December 12th 2024
Doors 6.30pm for a 7pm start *
* Gasp will be open from 5pm for a bit of Xmas social before the 20×20 starts at 7pm – there will be some drinks and party substances and after the 20×20 we plan to retire to either the Barley Mow or King Street Tavern – all members, guests, friends, dogs and pet hamsters are invited.
It is the only party you will ever need!
Dress code suggestions : Sophisticated, Feather boas, Big Hair.
Our popular 20X20 talks return to Art Space Portsmouth on Thursday December 12th with ASP studio holder Kate Street, alongside Donna Poingdestre and Justine Hounam.
Kate Street
ASP studio holder Kate Street works across the digital/analogue divide. With a background in painting, she uses found imagery and objects to lead the formation of works. Drawing upon figuration, landscape and cultivation, her work aims to explore hidden social inequalities and alternative narratives. Small scale details from the pages become monstrous through her Frankenstein approach to collaging, assemblage, and digital manipulation. This coupled with remnants, such as hooks, found jewellery, beauty paraphernalia, and nylon stockings create familiar, yet uneasy, objects.
@katestreetstudio
www.katestreet.net
Donna Poingdestre
Donna divides her time between London and Portsmouth. Predominantly using paint as her main medium and more recently using audio, film, publishing and performance to explore her current interest in liminality, transitory spaces and experiences. The transformational states of both the physical spaces we inhabit and pass through as well as the transition and periods of lingering between life experiences.

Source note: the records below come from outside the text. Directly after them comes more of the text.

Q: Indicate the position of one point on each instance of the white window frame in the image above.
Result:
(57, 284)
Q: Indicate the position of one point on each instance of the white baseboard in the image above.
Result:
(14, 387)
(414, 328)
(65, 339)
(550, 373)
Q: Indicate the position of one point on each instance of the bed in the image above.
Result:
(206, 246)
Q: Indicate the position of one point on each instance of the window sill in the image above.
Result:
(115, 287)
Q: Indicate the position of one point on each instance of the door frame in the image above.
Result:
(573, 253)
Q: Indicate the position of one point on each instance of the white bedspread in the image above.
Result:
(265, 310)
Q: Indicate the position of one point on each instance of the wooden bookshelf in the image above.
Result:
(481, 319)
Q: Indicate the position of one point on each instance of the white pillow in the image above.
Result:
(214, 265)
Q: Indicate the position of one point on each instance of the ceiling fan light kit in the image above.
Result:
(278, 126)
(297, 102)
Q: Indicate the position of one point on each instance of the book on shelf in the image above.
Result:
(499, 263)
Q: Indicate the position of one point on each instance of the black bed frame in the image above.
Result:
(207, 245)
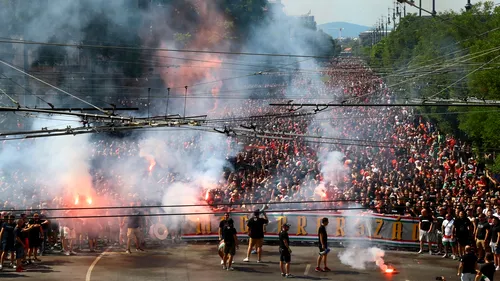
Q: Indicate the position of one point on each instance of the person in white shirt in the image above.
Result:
(447, 229)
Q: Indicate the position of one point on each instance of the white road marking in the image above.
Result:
(308, 266)
(89, 271)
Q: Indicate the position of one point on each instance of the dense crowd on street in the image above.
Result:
(390, 160)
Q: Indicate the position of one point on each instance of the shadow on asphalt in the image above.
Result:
(248, 270)
(346, 272)
(40, 269)
(11, 275)
(55, 262)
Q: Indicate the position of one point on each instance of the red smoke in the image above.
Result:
(209, 33)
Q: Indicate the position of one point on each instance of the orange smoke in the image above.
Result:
(152, 164)
(200, 68)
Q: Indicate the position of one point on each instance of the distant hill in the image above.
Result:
(349, 29)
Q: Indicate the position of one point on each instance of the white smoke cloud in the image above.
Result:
(361, 258)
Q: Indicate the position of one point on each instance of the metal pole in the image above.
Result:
(166, 109)
(149, 100)
(185, 102)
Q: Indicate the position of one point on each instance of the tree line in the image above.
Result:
(449, 56)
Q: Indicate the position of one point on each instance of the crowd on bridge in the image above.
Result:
(389, 160)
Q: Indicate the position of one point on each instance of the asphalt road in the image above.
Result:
(194, 262)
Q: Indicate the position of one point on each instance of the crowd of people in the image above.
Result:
(390, 160)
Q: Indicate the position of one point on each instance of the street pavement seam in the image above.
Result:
(89, 271)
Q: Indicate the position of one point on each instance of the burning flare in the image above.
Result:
(152, 164)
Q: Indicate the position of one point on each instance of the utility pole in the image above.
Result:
(468, 6)
(394, 15)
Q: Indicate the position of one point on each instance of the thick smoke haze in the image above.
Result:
(358, 254)
(71, 167)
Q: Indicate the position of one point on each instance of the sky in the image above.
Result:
(363, 12)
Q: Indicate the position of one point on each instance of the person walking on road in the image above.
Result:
(230, 244)
(133, 231)
(285, 251)
(323, 246)
(467, 269)
(256, 233)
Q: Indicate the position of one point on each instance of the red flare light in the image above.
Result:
(389, 270)
(152, 164)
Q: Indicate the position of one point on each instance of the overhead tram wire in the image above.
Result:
(464, 77)
(52, 86)
(14, 41)
(486, 52)
(189, 205)
(205, 213)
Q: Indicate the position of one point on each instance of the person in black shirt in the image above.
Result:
(133, 231)
(425, 228)
(463, 228)
(323, 246)
(256, 233)
(285, 252)
(230, 244)
(35, 236)
(440, 217)
(7, 239)
(222, 225)
(19, 244)
(487, 270)
(495, 239)
(468, 265)
(482, 231)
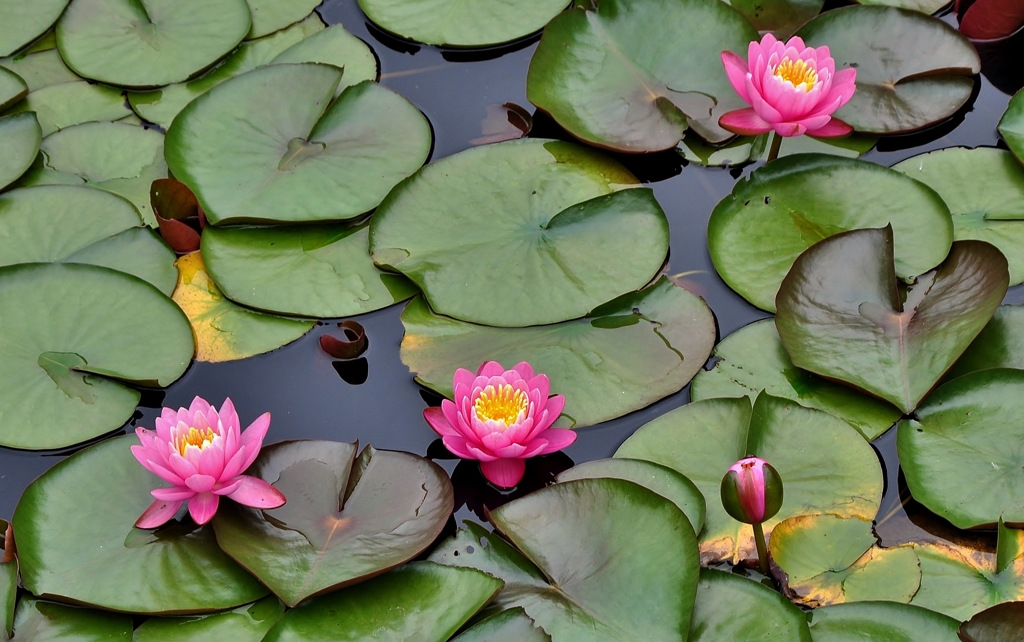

Donna works in both the street art and gallery setting. Is co director of artist led contemporary Both Gallery, London, and of Art Up (Portsmouth) CIC whose flagship project is the Look Up Portsmouth street art festival.
@donna_poingdestre_artist
Justine Hounam
Justine Hounam is both a sculptor and filmmaker based in London, and her artistic practice revolves around exploring the connections between individuals, their homes, and household objects, symbolising physical, psychological, and metaphorical aspects of identity.
Hounam’s background in architecture shapes her interest in form and materiality, leading her to experiment with sculptural processes in order to innovate new techniques. Justine makes bodily sculptural forms resembling hardened shells by layering household paint onto fabric stretched over domestic wooden furniture. When removed, akin to skin pulled from a body, the fabric retains the imprint of the object it covered. These sculptures, suggestive of territory, reveal the contours and aging of the furniture within. The materiality of the objects is integral, as they contain memories, subjectivity, and personal space, whilst also having the ability to display the erosion of time and experience, which get imprinted onto cloth. Hounam sees the material and its idiosyncrasies as symbolic metaphor of skin and scar tissue.
In addition to sculpture, Hounam produces short films shot from above (birds eye viewpoint), capturing mundane daily tasks in domestic life. Through these films, she uses personal and domestic environments as a backdrop to also question broader societal and political concepts.